# SCSI, KERNEL, GENTOO BUG?

## root_tux_linux

Hi Leute habe ein mega Problem und hoffe das ihr mir helfen könnt...

Bin kürzlich von Redhat/Fedora auf Gentoo umgestiegen die installation usw ging gut... da ich keinen bock hatte nen Kernel selbst zu konfigurieren/kompilieren benutzte ich genkernel was auch wunderbar klappte bis auf das ich keinen Sound etc.. hab  :Smile: 

Jetzt mein Problem: Sobald ich einen Kernel selbst kompiliere oder mit genkernel --config, kann ich diesen nicht benutzen da beim booten eine Fehlermeldung (Siehe unten) erscheint.

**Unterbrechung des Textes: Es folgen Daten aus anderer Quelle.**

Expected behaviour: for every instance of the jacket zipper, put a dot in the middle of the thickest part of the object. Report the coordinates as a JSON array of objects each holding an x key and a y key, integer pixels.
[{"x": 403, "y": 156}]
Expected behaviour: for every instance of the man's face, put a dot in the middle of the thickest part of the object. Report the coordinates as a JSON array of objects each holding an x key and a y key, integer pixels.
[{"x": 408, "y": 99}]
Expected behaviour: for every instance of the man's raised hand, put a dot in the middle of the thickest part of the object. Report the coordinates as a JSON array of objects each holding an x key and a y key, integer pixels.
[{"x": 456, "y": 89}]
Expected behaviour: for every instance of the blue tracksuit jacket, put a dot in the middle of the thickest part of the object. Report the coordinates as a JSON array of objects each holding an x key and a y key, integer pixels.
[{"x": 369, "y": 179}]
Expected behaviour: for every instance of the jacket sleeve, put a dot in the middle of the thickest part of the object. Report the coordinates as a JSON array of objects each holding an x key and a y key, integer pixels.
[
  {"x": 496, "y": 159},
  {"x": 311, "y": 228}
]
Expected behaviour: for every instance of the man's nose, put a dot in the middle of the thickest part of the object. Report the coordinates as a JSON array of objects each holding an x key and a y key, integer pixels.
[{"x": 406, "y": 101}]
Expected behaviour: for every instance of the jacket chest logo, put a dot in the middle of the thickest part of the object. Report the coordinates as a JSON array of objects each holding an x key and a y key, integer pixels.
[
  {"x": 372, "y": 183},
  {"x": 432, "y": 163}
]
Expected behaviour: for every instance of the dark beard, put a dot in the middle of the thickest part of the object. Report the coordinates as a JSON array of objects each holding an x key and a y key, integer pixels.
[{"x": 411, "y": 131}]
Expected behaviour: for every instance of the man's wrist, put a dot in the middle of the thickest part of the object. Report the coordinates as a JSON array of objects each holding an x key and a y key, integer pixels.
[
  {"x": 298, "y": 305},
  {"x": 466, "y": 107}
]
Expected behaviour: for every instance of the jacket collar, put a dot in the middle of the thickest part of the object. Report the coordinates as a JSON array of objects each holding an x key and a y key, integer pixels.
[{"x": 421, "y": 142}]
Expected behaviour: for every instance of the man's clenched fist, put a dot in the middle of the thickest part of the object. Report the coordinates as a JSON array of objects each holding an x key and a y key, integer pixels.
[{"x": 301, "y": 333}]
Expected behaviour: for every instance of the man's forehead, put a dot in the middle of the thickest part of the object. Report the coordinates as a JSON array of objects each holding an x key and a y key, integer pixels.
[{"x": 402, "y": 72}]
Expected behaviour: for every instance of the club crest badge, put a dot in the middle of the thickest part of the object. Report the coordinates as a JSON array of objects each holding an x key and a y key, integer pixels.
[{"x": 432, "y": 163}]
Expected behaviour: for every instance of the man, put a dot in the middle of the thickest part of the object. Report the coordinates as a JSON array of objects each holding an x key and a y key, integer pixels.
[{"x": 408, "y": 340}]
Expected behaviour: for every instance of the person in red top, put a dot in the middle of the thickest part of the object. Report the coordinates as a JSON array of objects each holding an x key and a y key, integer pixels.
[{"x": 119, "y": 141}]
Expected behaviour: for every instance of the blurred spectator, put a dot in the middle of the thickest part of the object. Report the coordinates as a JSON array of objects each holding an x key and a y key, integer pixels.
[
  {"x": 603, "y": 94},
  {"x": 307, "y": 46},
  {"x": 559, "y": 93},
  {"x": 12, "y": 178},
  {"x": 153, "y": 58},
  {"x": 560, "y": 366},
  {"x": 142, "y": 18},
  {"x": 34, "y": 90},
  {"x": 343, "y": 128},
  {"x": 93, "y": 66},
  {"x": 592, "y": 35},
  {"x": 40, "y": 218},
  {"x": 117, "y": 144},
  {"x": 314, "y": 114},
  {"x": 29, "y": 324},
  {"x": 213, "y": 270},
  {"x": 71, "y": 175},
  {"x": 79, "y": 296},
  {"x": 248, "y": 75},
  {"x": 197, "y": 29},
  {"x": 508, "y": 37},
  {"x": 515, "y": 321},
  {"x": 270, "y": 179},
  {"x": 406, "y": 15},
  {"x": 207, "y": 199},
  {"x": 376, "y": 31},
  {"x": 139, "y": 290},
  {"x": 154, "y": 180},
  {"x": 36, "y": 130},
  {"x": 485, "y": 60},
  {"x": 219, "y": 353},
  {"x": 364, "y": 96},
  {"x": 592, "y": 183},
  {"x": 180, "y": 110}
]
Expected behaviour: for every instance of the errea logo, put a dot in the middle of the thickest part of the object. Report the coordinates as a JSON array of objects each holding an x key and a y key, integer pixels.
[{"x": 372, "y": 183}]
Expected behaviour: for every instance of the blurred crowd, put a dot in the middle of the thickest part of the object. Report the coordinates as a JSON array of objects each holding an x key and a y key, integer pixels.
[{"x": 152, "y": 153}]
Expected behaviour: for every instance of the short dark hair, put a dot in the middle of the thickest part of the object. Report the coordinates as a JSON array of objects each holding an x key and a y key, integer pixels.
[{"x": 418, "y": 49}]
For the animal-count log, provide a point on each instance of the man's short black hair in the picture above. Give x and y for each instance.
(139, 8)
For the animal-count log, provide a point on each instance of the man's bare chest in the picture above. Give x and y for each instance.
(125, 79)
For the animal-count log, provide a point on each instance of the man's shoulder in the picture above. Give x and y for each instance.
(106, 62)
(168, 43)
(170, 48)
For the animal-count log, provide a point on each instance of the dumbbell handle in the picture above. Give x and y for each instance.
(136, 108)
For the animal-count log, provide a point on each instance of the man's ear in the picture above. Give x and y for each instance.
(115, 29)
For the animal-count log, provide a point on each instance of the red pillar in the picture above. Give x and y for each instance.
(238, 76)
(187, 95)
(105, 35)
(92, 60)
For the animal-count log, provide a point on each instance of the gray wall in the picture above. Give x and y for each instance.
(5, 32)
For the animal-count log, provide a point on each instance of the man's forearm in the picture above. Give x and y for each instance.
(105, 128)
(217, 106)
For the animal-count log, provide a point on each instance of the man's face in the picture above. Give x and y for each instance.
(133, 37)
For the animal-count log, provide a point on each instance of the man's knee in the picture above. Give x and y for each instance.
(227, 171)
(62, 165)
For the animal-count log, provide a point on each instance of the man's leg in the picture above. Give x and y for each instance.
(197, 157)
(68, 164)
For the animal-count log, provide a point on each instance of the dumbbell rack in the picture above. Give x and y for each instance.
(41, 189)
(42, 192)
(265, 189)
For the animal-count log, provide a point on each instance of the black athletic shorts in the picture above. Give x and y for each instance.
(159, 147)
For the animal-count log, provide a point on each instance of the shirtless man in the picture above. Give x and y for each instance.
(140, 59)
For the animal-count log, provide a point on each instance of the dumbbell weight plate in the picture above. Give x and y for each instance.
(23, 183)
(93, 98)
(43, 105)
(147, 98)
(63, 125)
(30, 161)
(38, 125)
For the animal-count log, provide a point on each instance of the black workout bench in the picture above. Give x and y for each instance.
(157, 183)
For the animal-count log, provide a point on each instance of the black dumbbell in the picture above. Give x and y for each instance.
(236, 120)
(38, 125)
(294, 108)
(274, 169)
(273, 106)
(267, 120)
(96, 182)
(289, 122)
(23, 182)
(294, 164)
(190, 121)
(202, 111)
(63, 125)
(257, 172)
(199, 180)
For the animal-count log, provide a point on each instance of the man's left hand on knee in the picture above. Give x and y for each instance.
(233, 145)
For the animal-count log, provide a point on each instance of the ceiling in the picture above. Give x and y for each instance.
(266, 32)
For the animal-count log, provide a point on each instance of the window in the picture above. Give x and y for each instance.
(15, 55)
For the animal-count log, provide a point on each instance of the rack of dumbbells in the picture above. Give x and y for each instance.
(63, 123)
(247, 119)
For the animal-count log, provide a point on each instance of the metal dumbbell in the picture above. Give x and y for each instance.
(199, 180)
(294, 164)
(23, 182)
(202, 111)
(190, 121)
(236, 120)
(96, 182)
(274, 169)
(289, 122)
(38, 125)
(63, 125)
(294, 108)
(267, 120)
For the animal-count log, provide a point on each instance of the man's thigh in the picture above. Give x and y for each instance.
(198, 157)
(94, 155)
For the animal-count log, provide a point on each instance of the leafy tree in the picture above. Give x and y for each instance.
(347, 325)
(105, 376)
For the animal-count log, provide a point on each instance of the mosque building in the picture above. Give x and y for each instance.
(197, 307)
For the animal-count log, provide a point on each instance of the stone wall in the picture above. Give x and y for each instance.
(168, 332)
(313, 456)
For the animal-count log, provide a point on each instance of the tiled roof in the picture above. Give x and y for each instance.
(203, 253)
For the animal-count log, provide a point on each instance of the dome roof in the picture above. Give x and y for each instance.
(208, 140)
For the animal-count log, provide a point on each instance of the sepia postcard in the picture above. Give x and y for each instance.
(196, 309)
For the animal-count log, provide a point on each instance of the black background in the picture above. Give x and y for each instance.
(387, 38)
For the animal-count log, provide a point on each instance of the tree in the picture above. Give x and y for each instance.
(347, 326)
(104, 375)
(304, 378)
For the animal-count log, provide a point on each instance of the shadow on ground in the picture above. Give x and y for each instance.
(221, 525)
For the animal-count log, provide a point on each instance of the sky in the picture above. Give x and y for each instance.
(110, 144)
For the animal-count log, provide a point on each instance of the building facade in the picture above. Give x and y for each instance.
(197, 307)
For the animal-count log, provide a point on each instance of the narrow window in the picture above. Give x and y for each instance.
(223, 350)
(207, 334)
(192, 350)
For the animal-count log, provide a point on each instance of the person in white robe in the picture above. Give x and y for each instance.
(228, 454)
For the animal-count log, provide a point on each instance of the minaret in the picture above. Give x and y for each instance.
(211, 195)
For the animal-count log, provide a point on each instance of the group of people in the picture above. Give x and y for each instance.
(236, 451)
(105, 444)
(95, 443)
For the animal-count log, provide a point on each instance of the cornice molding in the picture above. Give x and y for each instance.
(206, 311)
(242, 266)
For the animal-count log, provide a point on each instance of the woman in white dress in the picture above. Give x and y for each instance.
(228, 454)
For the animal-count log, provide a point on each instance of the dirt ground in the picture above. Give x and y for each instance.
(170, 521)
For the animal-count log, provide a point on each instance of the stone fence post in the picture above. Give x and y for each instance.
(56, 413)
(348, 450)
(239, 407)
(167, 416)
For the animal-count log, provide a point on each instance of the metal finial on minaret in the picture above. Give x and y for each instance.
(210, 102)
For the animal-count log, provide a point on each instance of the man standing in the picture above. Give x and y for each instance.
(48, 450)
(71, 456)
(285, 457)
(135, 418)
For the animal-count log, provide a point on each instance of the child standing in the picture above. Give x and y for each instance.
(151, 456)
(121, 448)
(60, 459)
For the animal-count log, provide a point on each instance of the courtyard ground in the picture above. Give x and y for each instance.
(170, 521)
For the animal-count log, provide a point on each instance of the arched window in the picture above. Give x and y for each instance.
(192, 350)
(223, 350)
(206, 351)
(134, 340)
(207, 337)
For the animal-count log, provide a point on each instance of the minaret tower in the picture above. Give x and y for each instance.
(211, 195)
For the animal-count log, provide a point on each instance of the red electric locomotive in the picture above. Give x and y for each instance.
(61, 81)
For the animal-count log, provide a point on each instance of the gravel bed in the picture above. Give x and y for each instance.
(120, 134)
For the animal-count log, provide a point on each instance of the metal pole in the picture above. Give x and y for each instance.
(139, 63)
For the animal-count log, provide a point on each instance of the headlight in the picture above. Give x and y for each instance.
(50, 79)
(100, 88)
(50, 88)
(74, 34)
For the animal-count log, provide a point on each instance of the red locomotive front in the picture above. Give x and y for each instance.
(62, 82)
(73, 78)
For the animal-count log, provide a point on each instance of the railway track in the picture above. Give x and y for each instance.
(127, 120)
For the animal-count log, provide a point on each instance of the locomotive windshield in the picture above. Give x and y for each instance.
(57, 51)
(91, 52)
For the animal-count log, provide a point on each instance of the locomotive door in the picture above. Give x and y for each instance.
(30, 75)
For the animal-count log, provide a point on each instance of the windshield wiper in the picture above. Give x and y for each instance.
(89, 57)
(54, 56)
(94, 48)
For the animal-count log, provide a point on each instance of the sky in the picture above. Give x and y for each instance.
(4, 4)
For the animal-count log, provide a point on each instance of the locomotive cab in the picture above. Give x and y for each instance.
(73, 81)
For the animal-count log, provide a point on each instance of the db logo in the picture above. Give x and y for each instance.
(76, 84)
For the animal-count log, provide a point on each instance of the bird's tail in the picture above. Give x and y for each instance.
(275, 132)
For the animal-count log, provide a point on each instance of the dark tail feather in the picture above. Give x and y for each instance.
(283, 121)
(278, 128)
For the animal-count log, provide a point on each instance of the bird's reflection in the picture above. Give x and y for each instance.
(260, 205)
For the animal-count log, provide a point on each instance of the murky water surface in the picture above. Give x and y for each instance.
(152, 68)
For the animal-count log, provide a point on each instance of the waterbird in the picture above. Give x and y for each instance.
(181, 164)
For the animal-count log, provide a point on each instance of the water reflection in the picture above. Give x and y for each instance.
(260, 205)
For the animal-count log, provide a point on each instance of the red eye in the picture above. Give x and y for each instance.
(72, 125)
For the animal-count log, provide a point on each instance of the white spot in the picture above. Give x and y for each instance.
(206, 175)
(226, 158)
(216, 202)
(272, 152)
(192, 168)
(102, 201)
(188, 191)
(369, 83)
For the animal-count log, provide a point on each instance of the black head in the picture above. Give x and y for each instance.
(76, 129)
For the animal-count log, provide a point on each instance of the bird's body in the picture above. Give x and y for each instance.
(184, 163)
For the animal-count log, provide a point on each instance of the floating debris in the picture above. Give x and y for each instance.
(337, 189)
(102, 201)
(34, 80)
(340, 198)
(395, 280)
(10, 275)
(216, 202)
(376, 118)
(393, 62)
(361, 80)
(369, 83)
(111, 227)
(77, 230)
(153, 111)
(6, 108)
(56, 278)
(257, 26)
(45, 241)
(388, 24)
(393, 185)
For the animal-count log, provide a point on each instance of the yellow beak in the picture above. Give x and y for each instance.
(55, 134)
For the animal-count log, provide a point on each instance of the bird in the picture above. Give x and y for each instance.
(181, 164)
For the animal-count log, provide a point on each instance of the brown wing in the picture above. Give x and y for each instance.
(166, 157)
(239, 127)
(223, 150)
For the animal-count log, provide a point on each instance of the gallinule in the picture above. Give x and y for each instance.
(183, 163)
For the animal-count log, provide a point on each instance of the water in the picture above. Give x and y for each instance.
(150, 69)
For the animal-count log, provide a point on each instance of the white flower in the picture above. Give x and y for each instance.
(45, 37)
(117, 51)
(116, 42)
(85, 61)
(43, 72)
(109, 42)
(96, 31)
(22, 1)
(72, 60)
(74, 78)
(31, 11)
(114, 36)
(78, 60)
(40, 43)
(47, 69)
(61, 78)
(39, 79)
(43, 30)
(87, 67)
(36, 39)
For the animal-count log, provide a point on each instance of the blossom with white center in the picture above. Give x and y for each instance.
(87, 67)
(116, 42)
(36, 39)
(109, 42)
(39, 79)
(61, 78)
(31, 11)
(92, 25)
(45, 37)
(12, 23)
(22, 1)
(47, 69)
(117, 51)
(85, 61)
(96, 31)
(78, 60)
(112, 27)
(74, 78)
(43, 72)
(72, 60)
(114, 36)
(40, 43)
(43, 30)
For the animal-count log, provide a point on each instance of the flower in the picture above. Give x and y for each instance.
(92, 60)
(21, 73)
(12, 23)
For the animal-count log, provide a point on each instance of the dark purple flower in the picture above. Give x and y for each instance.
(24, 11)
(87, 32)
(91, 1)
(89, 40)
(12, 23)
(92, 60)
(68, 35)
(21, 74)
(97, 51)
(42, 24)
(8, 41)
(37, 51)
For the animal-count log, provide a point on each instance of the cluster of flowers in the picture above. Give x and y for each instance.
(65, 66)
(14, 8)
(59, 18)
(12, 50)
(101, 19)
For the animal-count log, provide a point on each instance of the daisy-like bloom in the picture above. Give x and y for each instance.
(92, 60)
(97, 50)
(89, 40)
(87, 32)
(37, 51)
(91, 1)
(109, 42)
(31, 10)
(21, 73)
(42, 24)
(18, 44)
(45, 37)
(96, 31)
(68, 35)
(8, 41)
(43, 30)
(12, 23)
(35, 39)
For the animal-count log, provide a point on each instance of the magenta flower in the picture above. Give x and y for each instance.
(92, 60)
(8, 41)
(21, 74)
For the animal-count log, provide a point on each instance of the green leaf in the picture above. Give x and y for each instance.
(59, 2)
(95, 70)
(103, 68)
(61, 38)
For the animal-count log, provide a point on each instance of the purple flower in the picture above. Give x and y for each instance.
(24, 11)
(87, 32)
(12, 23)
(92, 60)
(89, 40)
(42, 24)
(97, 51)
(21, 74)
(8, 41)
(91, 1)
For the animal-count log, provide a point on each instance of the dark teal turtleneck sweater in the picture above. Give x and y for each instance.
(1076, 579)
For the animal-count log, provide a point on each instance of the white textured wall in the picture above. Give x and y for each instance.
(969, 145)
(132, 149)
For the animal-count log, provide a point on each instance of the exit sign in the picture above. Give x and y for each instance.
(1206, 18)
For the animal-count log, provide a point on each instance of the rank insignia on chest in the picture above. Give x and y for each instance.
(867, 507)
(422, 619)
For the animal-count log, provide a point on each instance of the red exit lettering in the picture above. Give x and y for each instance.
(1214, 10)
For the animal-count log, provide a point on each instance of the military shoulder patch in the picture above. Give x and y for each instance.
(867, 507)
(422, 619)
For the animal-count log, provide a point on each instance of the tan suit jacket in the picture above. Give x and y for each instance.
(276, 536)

kmod: failed to exec /sbin/modprobe -s -k block-major-8, erron = 2

VFS: Cannot open root device "/dev/sda3" or 08:03

Please append a correct "root=" boot option

Kernel panic: VFS: Unable to mount root fs on 08:03

Kernel kompiliert hab ich schon unter Redhat, Fedora, Suse, Mandrake und Debian und die liefen immer nur unter Gentoo lauft kein selbst kompilierter Kernel  aber auch nur auf dem Rechner der SCSI hat...

Die grub.conf ist auch korrekt:

default 0

timeout 5

splashimage=(hd0,0)/boot/grub/splash.xpm.gz

title=Linux Gentoo 1.4 Rockz (Genkernel)

root (hd0,0)

kernel (hd0,0)/boot/kernel-2.4.23 root=/dev/sda3

initrd (hd0,0)/boot/initrd-2.4.23

title=Linux Gentoo 1.4 Rockz (Selfmade)

root (hd0,0)

kernel (hd0,0)/boot/bzImage root=/dev/sda3

Weiss einer an was der Fehler liegen könnte und wie ich ihn behebe?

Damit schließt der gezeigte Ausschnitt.